Marcher pour la justice et la dignité

Dois-je prendre mes lunettes de piscine pour participer à la marche pour la justice et la dignité ? Dois-je m’attendre à une nouvelle manifestation noyée dans les nuages de gaz, suffocant à l’odeur irritante des lacrymogènes ? Les familles des victimes de violences policières qui ont appelé à cette marche étaient claires : ne pas répondre à la violence par la violence, pour éviter que leur discours ne soit occulté par des échauffourées avec les policiers en armures.

Pour raconter leur calvaire, ces familles ont pris la tête du cortège qui partait de la place de la Nation à Paris ce dimanche 18 mars. Devant des dizaines de journalistes, elles ont dénoncé l’impunité des forces de l’ordre, livrant de nombreux détails – parfois glaçants – sur la façon dont leurs frères, leurs cousins, leurs maris étaient morts dans les mains des forces de l’ordre.

Marche pour la justice et la dignité.

Le cortège comprenait de nombreux collectifs (voir les signataires ici) ainsi que des syndicats. Une longue liste de participants qui n’a pas plu à tout le monde, certains craignant une récupération politique ainsi qu’une instrumentalisation du mouvement. Au sein de la manifestation, certaines critiques fusent : « des bus ont été organisés par les syndicats pour prendre des gens en province, mais personne n’a pensé à en faire depuis les banlieues ». C’est d’ailleurs la raison pour laquelle Assa Traoré, la sœur d’Adama, n’a pas participé à la marche. (voir l’article du Monde). Dans une tribune publiée sur Mediapart, un militant explique pourquoi il ne participerait pas à cette marche.

Marche pour la justice et la dignité ; Cortège de tête en queue de manif.

Une fois n’est pas coutume, les membres de ce qu’on appelle aujourd’hui « Cortège de tête » étaient placés en fin de cortège, derrière les syndicats.
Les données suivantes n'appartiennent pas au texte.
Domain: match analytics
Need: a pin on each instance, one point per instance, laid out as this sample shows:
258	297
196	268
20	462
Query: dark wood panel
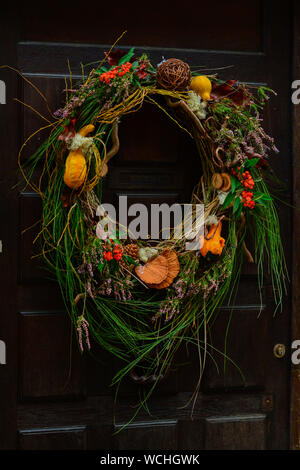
154	435
295	376
52	59
49	365
235	25
71	438
30	264
236	433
Une position qui inquiétait d’ailleurs les syndicalistes, qui défilaient bras dessus bras dessous pour éviter que quiconque ne puisse pénétrer dans leurs rangs. Les services d’ordre étaient visiblement effrayés par la présence des black blocs à l’arrière et passaient leur temps à aller voir « ce qui se passe derrière ». 

Marche pour la justice et la dignité : le mur qui défend l’entrée de la rue de la Roquette.

Sur la place Voltaire, un immense mur anti-émeute est dressé devant la rue de la Roquette, qui mène au domicile de Manuel Valls. Pas « d’apéro » possible cette année. Lorsque le Cortège de tête arrive, les policiers dressent leurs boucliers. Les insultes fusent, quelques fumigènes sont jetés. N’ayant finalement ni sérum physiologique ni lunettes de plongée, je décide de ne pas traîner et m’éloigne de la place. J’entends quelques détonations et aperçois un nuage de fumée. Nous arrivons à République dans une ambiance un peu lourde. Mais le cortège se disperse rapidement, les hommes en noir passent des vêtements civils tandis que les policiers restent sur le qui-vive. Toutes les sorties de la place de la Républiques sont filtrées, bloquées pour certaines avec des murs anti-émeute. J’aperçois d’ailleurs le canon à eau le long du boulevard du Temple.

A mon sens, cette manifestation est une réussite : si l’on compare aux mobilisations du printemps dernier, je n’ai pas vu de violence et, pour moi, tout s’est déroulé aussi calmement que possible, malgré un contexte particulièrement tendu. Mais le cortège était bien long et j’ai visiblement manqué certaines altercations avec les forces de l’ordre, comme le montre le Périscope de Rémy Buisine.

En lisant la presse lundi matin, les médias mainstream n’ont pu s’empêcher de titrer sur des « interpellations » (Le Parisien). Pour France Info, environ 200 personnes munies de capuches ont lancé des fumigènes et des projectiles sur les forces de l’ordre, à proximité du Bataclan. Selon un journaliste de l’AFP : « Les forces de l’ordre ont riposté à des jets de cocktails Molotov par des tirs de gaz lacrymogène ».

Ces incidents en marge ont-ils réussi à décrédibiliser cette marche aux yeux du grand public ? Difficile à dire… Quelques jours avant la manifestation, un « black bloc qui n’a plus rien à prouver » a publié un texte sur le site Paris-Luttes.info, appelant à manifester masqué.e.s, mais en respectant cette idée d’être « non-violent.e.s » pour enfin réussir à amorcer cette convergence entre les gens « des deux cotés du périph ».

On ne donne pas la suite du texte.